C’è stata un’epoca in cui una piccola frazione di poche centinaia di abitanti era la capitale del divertimento calabrese. Era il tempo in cui la Costa degli dei non si chiamava neppure così, si poteva andare su un Sì senza casco e i falò in spiaggia avevano il sapore di Marlboro rosse e tequila bum bum.


Santa Domenica di Ricadi, un tiro di schioppo da Tropea, era il cuore della movida vibonese. Qui due discoteche hanno scritto la storia di intere generazioni, marcato i tempi di estati indimenticabili sulle note ritmate degli Enigma e Haddaway, di Gigi D’Agostino e Robert Miles. Quei due nomi sono ancora oggi ricordati da tutti con un fremito di nostalgia e un pizzico di orgoglio che porta subito a dire «io c’ero»: Casablanca e Rebus.

Che ne sanno i 2000

Non è facile spiegare a un ventenne di oggi cosa abbiano rappresentato quelle icone per chi adesso ha qualche capello bianco e litiga quotidianamente con lo smartphone. Per provarci siamo stati su quei luoghi immaginando di respirare ancora il profumo fruttato della macchina del fumo e di vedere i dj di Rtl far ballare frotte di uomini e donne smaniosi di divertimento.

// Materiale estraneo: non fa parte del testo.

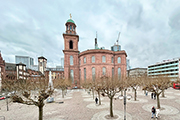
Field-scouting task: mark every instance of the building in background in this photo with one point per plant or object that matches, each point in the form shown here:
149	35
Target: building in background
2	70
62	62
128	64
93	63
11	72
56	73
166	67
137	72
28	61
42	62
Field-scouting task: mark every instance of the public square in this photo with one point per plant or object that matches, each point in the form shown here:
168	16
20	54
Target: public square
80	105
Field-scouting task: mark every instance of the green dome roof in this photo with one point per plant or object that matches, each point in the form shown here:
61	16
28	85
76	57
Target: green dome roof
70	20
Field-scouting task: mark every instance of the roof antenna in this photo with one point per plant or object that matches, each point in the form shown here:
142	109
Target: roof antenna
70	16
96	45
117	42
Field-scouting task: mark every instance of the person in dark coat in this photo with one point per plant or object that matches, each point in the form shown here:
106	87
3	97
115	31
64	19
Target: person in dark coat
153	112
96	100
152	95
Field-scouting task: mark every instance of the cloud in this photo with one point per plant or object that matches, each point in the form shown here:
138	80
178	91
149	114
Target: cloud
149	29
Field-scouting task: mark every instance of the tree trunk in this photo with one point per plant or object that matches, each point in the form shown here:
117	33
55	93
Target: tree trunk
7	103
111	107
40	112
62	93
121	92
99	97
135	94
158	101
163	93
93	93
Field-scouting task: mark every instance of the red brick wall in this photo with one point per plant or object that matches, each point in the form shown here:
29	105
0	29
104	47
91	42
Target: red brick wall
99	65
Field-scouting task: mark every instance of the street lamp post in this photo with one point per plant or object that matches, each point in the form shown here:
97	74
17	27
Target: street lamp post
124	104
124	97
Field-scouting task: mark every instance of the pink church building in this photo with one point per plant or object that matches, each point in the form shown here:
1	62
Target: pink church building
93	63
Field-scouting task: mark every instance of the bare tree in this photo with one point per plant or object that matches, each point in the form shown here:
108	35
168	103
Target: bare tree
31	92
62	84
98	85
134	83
157	85
111	86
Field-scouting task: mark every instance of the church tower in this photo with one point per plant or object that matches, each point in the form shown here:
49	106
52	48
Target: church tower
71	52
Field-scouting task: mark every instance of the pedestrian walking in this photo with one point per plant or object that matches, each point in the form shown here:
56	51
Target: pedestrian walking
157	112
153	112
152	95
96	100
146	92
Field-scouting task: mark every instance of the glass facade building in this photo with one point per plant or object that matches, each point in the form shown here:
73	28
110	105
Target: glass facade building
28	61
167	67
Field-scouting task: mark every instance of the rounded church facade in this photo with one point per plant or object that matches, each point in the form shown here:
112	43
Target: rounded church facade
90	64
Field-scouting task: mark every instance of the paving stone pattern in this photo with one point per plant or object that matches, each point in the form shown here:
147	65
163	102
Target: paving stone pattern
79	105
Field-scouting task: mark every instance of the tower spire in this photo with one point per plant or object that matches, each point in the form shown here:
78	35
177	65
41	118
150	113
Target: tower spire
70	16
117	42
96	45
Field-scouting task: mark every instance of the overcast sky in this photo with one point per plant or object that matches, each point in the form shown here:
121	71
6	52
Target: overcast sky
150	29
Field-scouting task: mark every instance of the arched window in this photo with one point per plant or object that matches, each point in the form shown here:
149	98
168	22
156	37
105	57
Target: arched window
119	59
93	74
103	59
71	60
84	60
72	76
104	70
84	74
93	59
79	74
112	60
112	72
70	44
119	73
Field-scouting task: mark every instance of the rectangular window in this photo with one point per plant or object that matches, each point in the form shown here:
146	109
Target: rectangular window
84	74
84	60
93	59
112	60
71	60
72	76
103	59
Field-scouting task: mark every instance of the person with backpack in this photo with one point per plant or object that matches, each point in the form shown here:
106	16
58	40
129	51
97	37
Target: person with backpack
96	100
153	112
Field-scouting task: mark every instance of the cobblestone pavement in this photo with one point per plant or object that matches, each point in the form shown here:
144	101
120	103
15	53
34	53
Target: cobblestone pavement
79	105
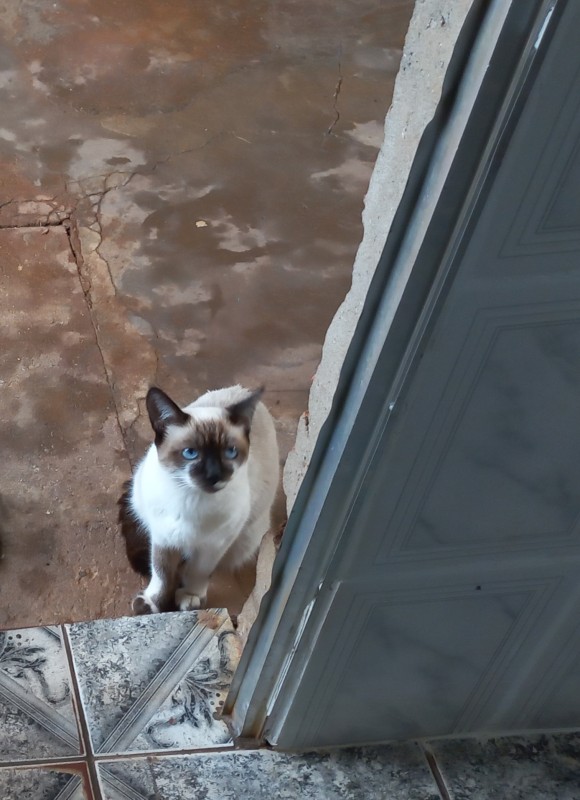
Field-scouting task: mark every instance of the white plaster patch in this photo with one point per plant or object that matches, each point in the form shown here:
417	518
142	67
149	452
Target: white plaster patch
352	175
368	133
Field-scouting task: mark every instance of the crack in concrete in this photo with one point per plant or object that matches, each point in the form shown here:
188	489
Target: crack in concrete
86	287
335	97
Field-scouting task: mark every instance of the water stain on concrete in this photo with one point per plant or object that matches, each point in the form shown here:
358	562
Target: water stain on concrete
202	169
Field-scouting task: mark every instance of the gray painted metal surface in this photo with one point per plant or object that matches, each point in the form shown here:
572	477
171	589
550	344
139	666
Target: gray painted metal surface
449	600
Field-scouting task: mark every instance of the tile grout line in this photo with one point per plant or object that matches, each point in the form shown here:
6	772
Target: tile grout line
435	772
84	732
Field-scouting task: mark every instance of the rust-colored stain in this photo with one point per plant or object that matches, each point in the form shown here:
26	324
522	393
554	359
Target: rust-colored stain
193	174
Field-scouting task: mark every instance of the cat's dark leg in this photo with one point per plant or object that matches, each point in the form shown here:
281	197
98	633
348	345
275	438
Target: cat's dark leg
136	539
160	593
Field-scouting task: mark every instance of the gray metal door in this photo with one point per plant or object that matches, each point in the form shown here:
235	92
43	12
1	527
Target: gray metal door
449	602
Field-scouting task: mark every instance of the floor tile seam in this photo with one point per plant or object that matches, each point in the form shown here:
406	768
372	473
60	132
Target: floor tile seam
84	732
170	752
43	763
176	667
435	771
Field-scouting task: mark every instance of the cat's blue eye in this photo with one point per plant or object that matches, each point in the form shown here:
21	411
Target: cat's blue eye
190	454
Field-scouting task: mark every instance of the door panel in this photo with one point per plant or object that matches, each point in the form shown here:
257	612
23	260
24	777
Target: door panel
452	604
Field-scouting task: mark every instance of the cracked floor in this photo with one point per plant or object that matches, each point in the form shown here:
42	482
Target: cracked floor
181	187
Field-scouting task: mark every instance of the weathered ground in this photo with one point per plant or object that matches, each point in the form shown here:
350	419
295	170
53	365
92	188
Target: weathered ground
181	188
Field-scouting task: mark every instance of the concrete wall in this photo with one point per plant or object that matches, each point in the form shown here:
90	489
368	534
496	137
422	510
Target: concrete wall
433	31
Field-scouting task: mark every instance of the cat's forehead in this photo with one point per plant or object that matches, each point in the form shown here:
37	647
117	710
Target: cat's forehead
204	430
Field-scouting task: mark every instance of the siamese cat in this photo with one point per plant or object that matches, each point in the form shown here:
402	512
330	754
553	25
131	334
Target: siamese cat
202	494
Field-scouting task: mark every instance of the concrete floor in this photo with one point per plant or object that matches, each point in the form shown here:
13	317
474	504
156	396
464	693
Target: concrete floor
181	187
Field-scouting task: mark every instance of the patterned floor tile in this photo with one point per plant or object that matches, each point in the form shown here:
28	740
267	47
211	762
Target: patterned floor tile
44	784
382	773
37	718
154	683
518	768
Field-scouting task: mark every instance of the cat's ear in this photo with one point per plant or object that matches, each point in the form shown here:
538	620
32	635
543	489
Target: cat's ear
163	411
241	413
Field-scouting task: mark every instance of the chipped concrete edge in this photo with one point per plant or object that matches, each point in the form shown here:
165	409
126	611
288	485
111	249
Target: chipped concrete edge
433	31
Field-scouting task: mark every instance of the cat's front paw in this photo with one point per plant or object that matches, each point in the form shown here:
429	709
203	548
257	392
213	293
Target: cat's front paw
144	605
186	601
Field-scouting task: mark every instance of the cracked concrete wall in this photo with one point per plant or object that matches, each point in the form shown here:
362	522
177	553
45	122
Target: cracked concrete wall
434	29
432	34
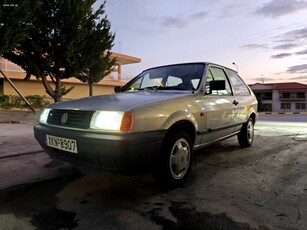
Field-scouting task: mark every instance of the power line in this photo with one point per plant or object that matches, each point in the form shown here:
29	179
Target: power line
265	37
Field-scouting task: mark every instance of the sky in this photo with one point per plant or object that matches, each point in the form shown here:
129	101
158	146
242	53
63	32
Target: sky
266	39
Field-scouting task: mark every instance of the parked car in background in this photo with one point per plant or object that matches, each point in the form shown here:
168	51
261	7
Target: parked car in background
153	123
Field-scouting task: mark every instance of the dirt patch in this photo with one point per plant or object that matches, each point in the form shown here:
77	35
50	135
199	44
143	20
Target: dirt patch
13	116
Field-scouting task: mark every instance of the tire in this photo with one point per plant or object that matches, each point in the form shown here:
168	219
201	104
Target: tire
175	160
246	135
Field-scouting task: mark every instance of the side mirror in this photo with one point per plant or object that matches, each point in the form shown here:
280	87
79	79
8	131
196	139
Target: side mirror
217	85
117	89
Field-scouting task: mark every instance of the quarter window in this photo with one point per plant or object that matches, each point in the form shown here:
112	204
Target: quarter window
215	74
238	85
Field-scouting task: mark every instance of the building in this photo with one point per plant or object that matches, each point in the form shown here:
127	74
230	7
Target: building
35	87
281	97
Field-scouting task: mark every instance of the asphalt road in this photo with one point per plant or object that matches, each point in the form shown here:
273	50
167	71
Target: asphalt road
261	187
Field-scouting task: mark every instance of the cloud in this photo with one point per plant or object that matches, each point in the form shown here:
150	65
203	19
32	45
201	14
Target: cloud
200	15
282	55
297	69
286	46
300	78
263	79
278	8
255	46
302	52
180	22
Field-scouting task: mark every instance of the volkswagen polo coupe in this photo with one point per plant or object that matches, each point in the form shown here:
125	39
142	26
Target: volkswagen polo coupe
153	123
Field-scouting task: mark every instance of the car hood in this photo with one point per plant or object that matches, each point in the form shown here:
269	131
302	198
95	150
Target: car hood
120	101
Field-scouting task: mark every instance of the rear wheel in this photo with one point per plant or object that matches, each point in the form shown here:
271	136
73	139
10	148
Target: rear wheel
174	163
246	135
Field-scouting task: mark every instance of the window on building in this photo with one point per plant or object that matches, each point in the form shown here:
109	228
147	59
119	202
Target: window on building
285	106
285	95
300	106
266	107
300	95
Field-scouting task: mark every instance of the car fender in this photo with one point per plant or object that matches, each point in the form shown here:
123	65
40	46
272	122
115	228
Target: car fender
178	116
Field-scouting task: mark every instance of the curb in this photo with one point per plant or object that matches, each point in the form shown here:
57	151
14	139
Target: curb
287	113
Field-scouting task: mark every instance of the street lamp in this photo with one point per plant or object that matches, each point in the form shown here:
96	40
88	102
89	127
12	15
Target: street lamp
236	66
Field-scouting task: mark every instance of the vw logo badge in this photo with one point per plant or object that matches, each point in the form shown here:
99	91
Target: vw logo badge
64	118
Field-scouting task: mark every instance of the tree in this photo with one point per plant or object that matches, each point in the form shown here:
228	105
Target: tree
102	63
15	22
64	41
97	72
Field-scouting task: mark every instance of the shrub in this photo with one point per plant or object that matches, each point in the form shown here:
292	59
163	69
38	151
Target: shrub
14	101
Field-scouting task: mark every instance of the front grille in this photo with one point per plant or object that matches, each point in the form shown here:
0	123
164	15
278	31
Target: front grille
70	118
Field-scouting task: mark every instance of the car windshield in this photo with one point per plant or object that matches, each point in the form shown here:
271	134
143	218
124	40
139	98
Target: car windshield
175	77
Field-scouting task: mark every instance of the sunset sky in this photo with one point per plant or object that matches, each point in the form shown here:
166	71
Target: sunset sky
267	39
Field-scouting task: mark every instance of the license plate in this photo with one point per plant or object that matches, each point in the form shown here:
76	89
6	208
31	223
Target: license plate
61	143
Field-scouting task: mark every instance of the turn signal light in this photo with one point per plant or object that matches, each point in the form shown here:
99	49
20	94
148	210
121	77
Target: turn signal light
127	121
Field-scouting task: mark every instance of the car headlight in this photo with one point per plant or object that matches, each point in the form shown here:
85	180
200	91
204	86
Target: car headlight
44	116
112	120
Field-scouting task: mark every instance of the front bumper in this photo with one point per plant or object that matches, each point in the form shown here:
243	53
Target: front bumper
131	153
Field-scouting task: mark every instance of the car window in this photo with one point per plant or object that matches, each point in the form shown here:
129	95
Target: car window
239	86
173	77
173	81
215	74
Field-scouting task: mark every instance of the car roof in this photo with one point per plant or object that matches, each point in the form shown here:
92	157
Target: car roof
188	63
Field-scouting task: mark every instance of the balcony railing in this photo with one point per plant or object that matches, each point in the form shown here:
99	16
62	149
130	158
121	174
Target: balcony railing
8	66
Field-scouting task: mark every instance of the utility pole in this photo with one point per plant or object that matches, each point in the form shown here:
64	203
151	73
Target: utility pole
236	66
15	88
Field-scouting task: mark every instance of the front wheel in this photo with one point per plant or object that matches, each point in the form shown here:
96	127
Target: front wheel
175	159
246	135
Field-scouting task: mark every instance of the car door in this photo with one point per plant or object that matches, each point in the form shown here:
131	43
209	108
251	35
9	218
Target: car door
218	106
242	97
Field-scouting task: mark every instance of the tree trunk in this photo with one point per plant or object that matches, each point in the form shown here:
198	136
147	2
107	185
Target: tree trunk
90	84
55	94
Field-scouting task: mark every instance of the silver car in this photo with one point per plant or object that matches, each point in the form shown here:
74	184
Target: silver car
153	123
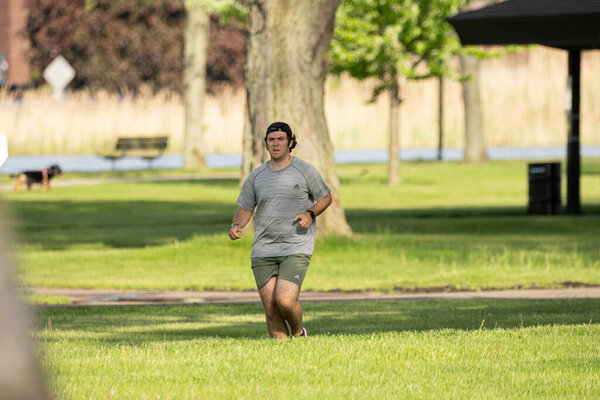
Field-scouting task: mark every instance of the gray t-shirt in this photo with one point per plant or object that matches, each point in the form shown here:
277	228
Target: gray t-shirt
278	197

Tornarci oggi è un colpo al cuore. Vedere lo stato di abbandono in cui versano, trasformate dall’azione dell’uomo e della natura, è come incontrare un vecchio amico dopo decenni e realizzare che il tempo è un pendolino inarrestabile che non conosce fermate.

Il Casablanca

Dopo la confisca ai clan Mancuso e La Rosa in seguito alle inchieste giudiziarie che ne hanno decretato la chiusura nei primi anni 2000, il Casablanca ha visto recentemente l’intervento delle autorità che hanno ripulito e messo in sicurezza la zona interessata da dissesto idrogeologico. Trovarsi davanti l’edificio è come passeggiare sul lato oscuro della luna, un deserto su cui si staglia una cattedrale fatiscente. Dal lato a monte la cupola mantiene ancora il nome della discoteca, sbiadito ma presente, come se volesse nascondersi agli occhi delle auto che ogni tanto passano in quel canyon, e mostrarsi solo a chi ha l’ardire di addentrarsi nelle sue viscere.

 

Il resto è solo macerie e degrado. Come la zona del bar: banconi rovesciati, qualche pacchetto di Chesterfield accartocciato, un capitello impolverato, sedie rotte, confezioni di preservativi. Le due piste non esistono più, sommerse da tonnellate di metri cubi di terra e fango: sembra quasi che un folletto desideroso di quiete abbia voluto cancellare i milioni di passi danzati su quelle piastrelle. Non resta nulla. Solo i ricordi di chi ha vissuto quel tempo e ne conserva geloso ogni frangente.

Il Rebus

A pochi chilometri di distanza la situazione non è migliore: il ponticello ferroviario che sorvegliava l’accesso al Rebus è l’unico elemento immutato. Il canto armonioso del mare in lontananza stride con la desolazione che segna ogni angolo, ma le cicale suonano ritmiche come i dischi di un tempo, quando il subwoofer scandiva il cammino di avvicinamento al grande cancello, oggi invaso da erbacce secche e piante infestanti. Dentro si intravedono palme, mattoni a vista, la scala che conduceva al prive. Al centro la pista, sovrastata dalla struttura su cui poggiavano luci stroboscopiche e spie audio. Entrare è impossibile, la pesante struttura metallica è serrata, custodisce come uno scrigno inaccessibile segreti e ricordi, amori ed eccessi che furono.

Il marchio su un’epoca

A ben vedere questi templi moderni hanno rappresentato uno spartiacque per il turismo della zona. Dalla loro dismissione le file di macchine parcheggiate fino all’ospedale di Tropea (distante quasi un chilometro e mezzo) non si sono più viste. Anche i locali che vivevano di riflesso accogliendo i ragazzi per il rituale cornetto dell’alba hanno mutato target. Oggi la costa è un punto d’attrazione per famiglie e coppiette in cerca di relax, anche per via delle normative che hanno imposto un giro di vite su ordine pubblico e sicurezza.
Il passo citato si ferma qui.